WrathfulSpatula commented 2 years ago

The most or only obvious difference from inlining the "convenience API" (i.e., constant gate matrix shortcut wrappers on Mtrx()) is a slightly but significantly larger binary. Hence, we probably shouldn't inline the entire "convenience API." However, speaking as the author of Qrack, [H,X,Y,Z,S,T,IS,IT] (i.e., Pauli, Clifford, and T) is likely fairly commonly used for decomposition throughout the Qrack API, or most of that set. Perhaps T and its inverse could be removed, but I'm deciding at an executive level to inline only these gate definitions, for now. (This is guess work, but inline optimization is not hard-and-fast.)

WrathfulSpatula commented 2 years ago

By the same reasoning, we also include [CNOT, CY, CZ] (and "anti-"variants).

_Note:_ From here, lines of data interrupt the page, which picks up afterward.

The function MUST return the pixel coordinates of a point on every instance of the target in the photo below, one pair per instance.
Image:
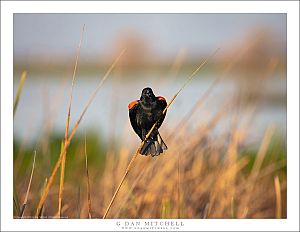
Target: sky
(165, 34)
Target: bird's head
(147, 95)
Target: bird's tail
(154, 147)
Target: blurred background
(232, 105)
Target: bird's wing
(163, 104)
(132, 115)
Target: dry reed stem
(20, 87)
(150, 131)
(278, 197)
(62, 171)
(88, 181)
(28, 188)
(67, 143)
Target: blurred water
(44, 102)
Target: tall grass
(63, 162)
(203, 174)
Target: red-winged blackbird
(143, 114)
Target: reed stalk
(150, 131)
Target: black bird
(143, 114)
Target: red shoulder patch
(160, 98)
(132, 104)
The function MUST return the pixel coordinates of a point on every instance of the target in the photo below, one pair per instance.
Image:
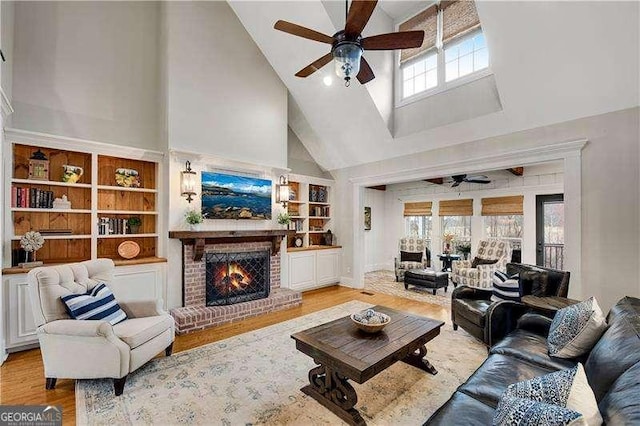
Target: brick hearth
(195, 315)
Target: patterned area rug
(385, 282)
(256, 378)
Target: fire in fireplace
(237, 277)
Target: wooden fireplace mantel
(199, 239)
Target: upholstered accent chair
(412, 245)
(489, 321)
(462, 272)
(91, 349)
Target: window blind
(458, 17)
(503, 206)
(456, 208)
(427, 21)
(417, 209)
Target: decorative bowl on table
(370, 321)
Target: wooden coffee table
(343, 352)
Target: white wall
(223, 97)
(536, 181)
(226, 110)
(88, 70)
(374, 239)
(610, 212)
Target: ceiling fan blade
(366, 74)
(401, 40)
(315, 66)
(301, 31)
(359, 14)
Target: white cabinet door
(22, 328)
(302, 270)
(327, 266)
(139, 282)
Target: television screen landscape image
(226, 196)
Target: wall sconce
(282, 191)
(188, 182)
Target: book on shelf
(33, 198)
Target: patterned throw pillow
(521, 411)
(566, 388)
(575, 329)
(408, 256)
(505, 287)
(96, 304)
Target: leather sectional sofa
(612, 368)
(473, 310)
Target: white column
(573, 223)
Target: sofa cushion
(96, 304)
(616, 351)
(505, 287)
(621, 405)
(526, 412)
(496, 373)
(473, 310)
(530, 347)
(474, 412)
(575, 329)
(137, 331)
(408, 256)
(567, 388)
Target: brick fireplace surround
(195, 315)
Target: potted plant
(284, 219)
(194, 219)
(134, 223)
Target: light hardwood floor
(22, 375)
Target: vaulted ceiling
(552, 62)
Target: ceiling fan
(347, 45)
(458, 179)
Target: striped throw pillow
(96, 304)
(505, 287)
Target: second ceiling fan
(348, 45)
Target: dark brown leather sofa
(473, 310)
(612, 368)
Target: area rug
(255, 378)
(385, 282)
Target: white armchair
(481, 276)
(99, 349)
(412, 245)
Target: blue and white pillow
(506, 287)
(575, 329)
(567, 388)
(521, 411)
(96, 304)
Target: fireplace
(237, 277)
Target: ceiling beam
(518, 171)
(437, 181)
(378, 187)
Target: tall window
(466, 56)
(454, 46)
(503, 218)
(459, 227)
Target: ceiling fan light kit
(347, 46)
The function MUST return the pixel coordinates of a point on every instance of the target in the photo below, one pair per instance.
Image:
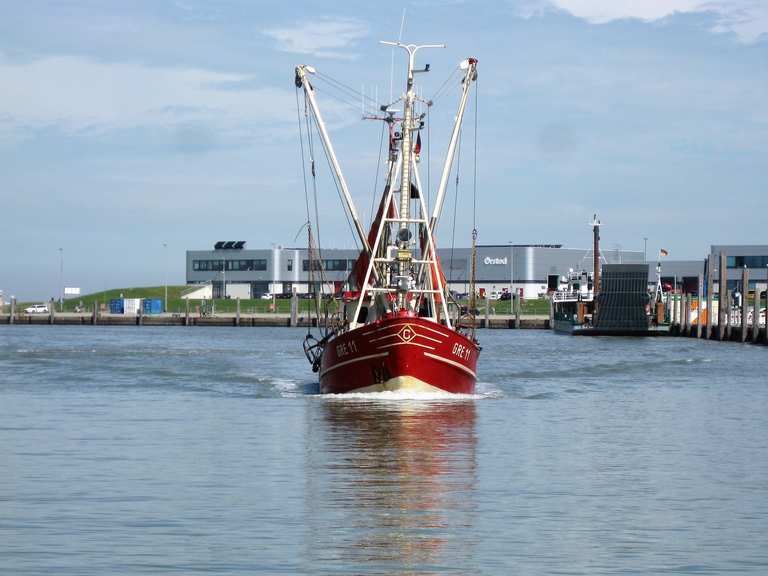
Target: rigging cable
(306, 191)
(473, 269)
(439, 92)
(455, 205)
(378, 167)
(338, 191)
(344, 88)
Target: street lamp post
(512, 291)
(61, 279)
(165, 276)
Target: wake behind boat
(398, 328)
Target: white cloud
(78, 95)
(748, 19)
(325, 38)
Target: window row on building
(748, 261)
(218, 265)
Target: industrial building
(529, 269)
(684, 274)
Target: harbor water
(127, 450)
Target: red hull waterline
(399, 353)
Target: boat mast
(403, 236)
(303, 82)
(470, 64)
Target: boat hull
(399, 353)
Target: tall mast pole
(303, 82)
(403, 236)
(469, 77)
(596, 258)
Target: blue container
(152, 306)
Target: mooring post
(294, 308)
(744, 307)
(722, 297)
(710, 287)
(765, 339)
(698, 306)
(670, 308)
(551, 312)
(756, 314)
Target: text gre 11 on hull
(398, 328)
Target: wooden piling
(765, 339)
(744, 308)
(722, 308)
(294, 309)
(756, 315)
(710, 287)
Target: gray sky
(126, 126)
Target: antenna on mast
(392, 59)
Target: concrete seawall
(539, 322)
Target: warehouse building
(530, 269)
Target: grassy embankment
(177, 305)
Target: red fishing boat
(399, 329)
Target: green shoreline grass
(177, 305)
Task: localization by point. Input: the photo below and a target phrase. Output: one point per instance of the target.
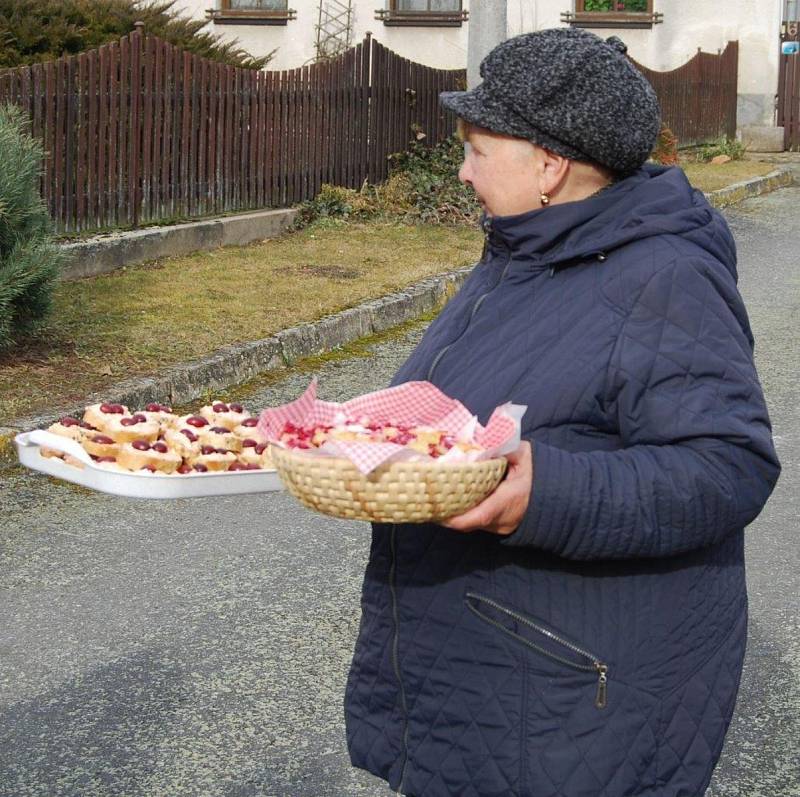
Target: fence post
(134, 139)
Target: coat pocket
(536, 636)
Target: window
(612, 14)
(423, 13)
(252, 12)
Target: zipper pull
(602, 685)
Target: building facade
(660, 34)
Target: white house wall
(687, 26)
(443, 48)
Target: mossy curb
(236, 364)
(233, 365)
(732, 194)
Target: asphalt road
(200, 647)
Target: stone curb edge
(731, 194)
(232, 365)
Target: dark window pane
(259, 5)
(606, 6)
(445, 5)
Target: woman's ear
(554, 170)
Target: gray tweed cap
(569, 91)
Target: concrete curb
(239, 363)
(732, 194)
(103, 253)
(233, 365)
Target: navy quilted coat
(596, 651)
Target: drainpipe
(487, 28)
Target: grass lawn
(137, 321)
(709, 177)
(140, 320)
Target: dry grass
(709, 177)
(137, 321)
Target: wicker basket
(396, 492)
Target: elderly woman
(586, 637)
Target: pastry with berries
(160, 413)
(182, 441)
(99, 444)
(248, 430)
(255, 453)
(127, 428)
(211, 459)
(422, 439)
(98, 415)
(142, 455)
(220, 437)
(219, 413)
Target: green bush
(29, 260)
(436, 194)
(722, 146)
(665, 151)
(32, 31)
(423, 187)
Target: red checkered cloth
(409, 404)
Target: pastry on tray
(218, 437)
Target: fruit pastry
(219, 437)
(160, 413)
(228, 415)
(182, 441)
(127, 428)
(422, 439)
(98, 415)
(211, 459)
(99, 444)
(142, 455)
(254, 453)
(248, 430)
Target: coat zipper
(395, 655)
(601, 698)
(478, 302)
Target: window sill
(229, 17)
(597, 19)
(421, 19)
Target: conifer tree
(32, 31)
(29, 260)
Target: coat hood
(655, 200)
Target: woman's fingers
(502, 511)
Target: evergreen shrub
(29, 260)
(422, 187)
(32, 31)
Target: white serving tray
(135, 485)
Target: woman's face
(502, 170)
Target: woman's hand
(503, 510)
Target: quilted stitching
(652, 450)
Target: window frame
(581, 18)
(393, 16)
(225, 15)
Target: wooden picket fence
(138, 131)
(698, 99)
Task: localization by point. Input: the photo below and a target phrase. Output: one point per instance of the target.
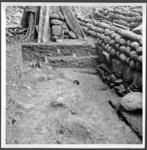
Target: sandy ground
(44, 106)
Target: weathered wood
(31, 28)
(46, 31)
(41, 23)
(72, 22)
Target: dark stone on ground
(132, 101)
(56, 30)
(134, 120)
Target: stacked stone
(123, 51)
(127, 16)
(59, 28)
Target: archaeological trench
(81, 81)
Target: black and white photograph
(73, 75)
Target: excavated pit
(63, 101)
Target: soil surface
(60, 106)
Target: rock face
(132, 101)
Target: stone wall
(120, 54)
(59, 28)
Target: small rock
(132, 101)
(56, 30)
(56, 22)
(72, 35)
(58, 103)
(76, 82)
(120, 90)
(118, 81)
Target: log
(46, 31)
(41, 24)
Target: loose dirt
(45, 106)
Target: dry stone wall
(59, 28)
(120, 50)
(128, 16)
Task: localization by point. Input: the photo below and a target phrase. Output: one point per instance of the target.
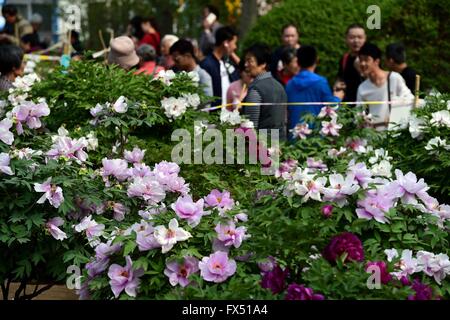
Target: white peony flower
(166, 76)
(231, 117)
(382, 169)
(192, 99)
(174, 107)
(440, 118)
(436, 143)
(168, 237)
(416, 126)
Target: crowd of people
(272, 80)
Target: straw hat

I guess, base QStabilizer gates qualify for this argument, but they are wrapped in ParFor(), which might preclude this reasoning. However, stabilizer row operations actually shrink the binary, if inlined.

We might back out all of the above inline gate inclusions, but let's experiment with this. (We'll keep the stabilizer row operations inline, if that's the case.)

WrathfulSpatula commented 2 years ago

Sorry for the quick reversal, but inline gates do not make an obvious difference in speed, while they do increase the binary size. However, the stabilizer row operations definitely do reduce binary size, when inline.